Genre : comédie, trash, horreur, gore, extrême (interdit aux - 16 ans avec avertissement)
Année : 2009 - 2014
Durée : 34 minutes
Synopsis : Un homme dont la femme se retrouve à l'état de zombie est pris d'hallucinations morbides qui le rendent affamé de chair humaine.
La critique :
Et un ovni de plus sur Cinéma Choc, un ! Chers amis blogueurs, j'ai le plaisir de vous présenter aujourd'hui le film français le plus gore de l'histoire ; eh oui, rien que ça. Alors vous pouvez oublier les Haute Tension, À l'intérieur et même le très sanguinolent Making Off. Ils sont littéralement renvoyés à leurs chères études par cette trilogie outrancière réalisée par François Yagopian entre 2009 et 2014. Faim De Mort, c'est le gore cartoonesque d'Evil Dead à la puissance cinquante, tout en conservant cet humour (très) noir et en y rajoutant des déviances morales et sexuelles gratinées.
Pour trouver des équivalents aussi détraqués que cet objet filmique improbable, il nous faudra nous rendre outre-Rhin où sévit le maître de l'ultra gore européen, Olaf Ittenbach ou bien outre-Atlantique, avec les oeuvres marécageuses d'hémoglobine de Brian Paulin.

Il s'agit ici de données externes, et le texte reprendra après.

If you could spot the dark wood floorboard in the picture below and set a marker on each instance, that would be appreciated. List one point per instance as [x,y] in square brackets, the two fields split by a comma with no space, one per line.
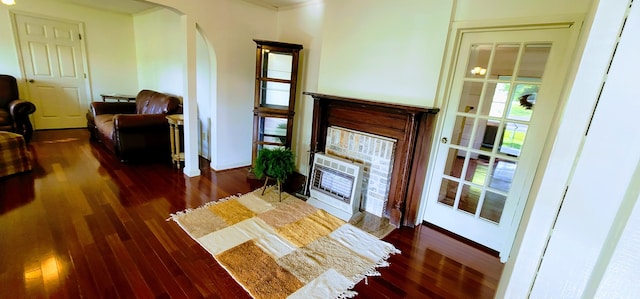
[84,225]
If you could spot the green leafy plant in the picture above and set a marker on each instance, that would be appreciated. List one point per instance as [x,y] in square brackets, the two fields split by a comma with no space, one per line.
[277,163]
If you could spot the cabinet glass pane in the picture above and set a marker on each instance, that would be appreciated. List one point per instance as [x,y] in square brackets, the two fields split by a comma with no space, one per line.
[273,130]
[277,65]
[275,93]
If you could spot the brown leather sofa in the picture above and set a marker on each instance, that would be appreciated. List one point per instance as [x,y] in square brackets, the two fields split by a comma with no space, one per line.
[135,130]
[14,113]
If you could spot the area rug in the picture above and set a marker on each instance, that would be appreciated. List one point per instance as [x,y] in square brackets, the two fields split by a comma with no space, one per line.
[285,249]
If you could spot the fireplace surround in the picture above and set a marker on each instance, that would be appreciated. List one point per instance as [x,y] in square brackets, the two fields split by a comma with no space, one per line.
[410,126]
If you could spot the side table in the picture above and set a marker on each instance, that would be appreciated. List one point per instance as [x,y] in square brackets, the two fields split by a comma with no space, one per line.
[175,121]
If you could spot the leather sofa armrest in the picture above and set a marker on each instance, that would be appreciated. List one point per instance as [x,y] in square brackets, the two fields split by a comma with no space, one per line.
[98,108]
[20,109]
[124,122]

En effet, avec cette trilogie de courts-métrages, François Yagopian surpasse de très loin tout ce qui a été fait en matière de films d'horreur hexagonaux. À la fois hyper sanglantes, malsaines et jubilatoires, les oeuvres déjantées de ce cinéaste loufoque et talentueux renouvellent en profondeur le genre horrifique dans un cinéma français toujours à la traîne dans ce domaine.
Ceci, même si le récent Grave a accumulé les louanges de la critique. Mais Grave, malgré toutes ses qualités, est lui aussi proprement pulvérisé par la folie furieuse de Faim De Mort Trilogy, laquelle il est vrai, ne joue pas du tout dans le même registre. Au sérieux de Grave, Faim De Mort répond par une orgie mémorable de gore excentrique où le réalisateur se lâche plein pot pour nous en mettre plein les mirettes. Oui, ces trois petits films représentent réellement une pure éclate pour les amateurs de films qui éclaboussent l'écran d'un beau rouge sang.

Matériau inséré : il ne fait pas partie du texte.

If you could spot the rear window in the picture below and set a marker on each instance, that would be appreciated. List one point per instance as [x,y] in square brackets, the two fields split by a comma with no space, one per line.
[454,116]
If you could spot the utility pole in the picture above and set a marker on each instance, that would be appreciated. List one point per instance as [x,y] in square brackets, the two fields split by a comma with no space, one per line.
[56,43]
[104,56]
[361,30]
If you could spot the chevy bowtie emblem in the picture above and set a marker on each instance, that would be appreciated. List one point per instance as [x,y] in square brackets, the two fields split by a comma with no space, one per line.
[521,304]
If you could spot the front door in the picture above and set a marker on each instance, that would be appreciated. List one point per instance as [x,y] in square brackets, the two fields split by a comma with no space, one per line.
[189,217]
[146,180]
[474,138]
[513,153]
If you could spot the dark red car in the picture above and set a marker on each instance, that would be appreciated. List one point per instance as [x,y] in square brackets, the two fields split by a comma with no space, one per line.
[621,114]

En fait, Faim De Mort Trilogy représente un cas d'école de tout ce qu'il faut faire pour rendre un film d'horreur jouissif. Un exercice de style à l'ancienne avec des tripes qui volent, des corps déchiquetés, des sexes découpés, j'en passe et des meilleures. Inévitablement, cette oeuvre décomplexée du hachoir nous fait penser de suite aux débuts frappadingues de Peter Jackson avec ses mythiques Bad Taste et Braindead ; ce dernier ayant détenu pendant longtemps le titre honorifique de "film le plus gore de tous les temps".
En tant que cinéaste débutant et indépendant, Yagopian a été confronté au même problème que le réalisateur néo-zélandais à son époque: le manque flagrant de moyens financiers (400€ par épisode !). Et pour compenser cette carence à priori rédhibitoire, Yagopian ne manque vraiment pas d'imagination. Jouant à fond sur le délire visuel à outrance, le réalisateur s'autorise tous les excès : barbaques découpées, tête tranchée, yeux transpercés, sexe arraché, chair dégustée, tout y passe mais toujours sur un ton humoristique très noir et sur une bande musicale complètement décalée puisque toutes ces horreurs sont proposées au spectateur sur des grands airs d'opéra, des chansons populaires voire des grognements porcins ! L'originalité vient aussi et surtout, du synopsis en lui-même : un homme vivant qui dévore des zombies, il fallait oser y penser et renverser le postulat qui depuis des décennies nous offrait la situation inverse. Les regrettés George Romero et Lucio Fulci doivent se retourner dans leur tombe ! Yagopian s'octroie le rôle principal et l'action se déroule, dans sa quasi-totalité, dans un appartement miteux.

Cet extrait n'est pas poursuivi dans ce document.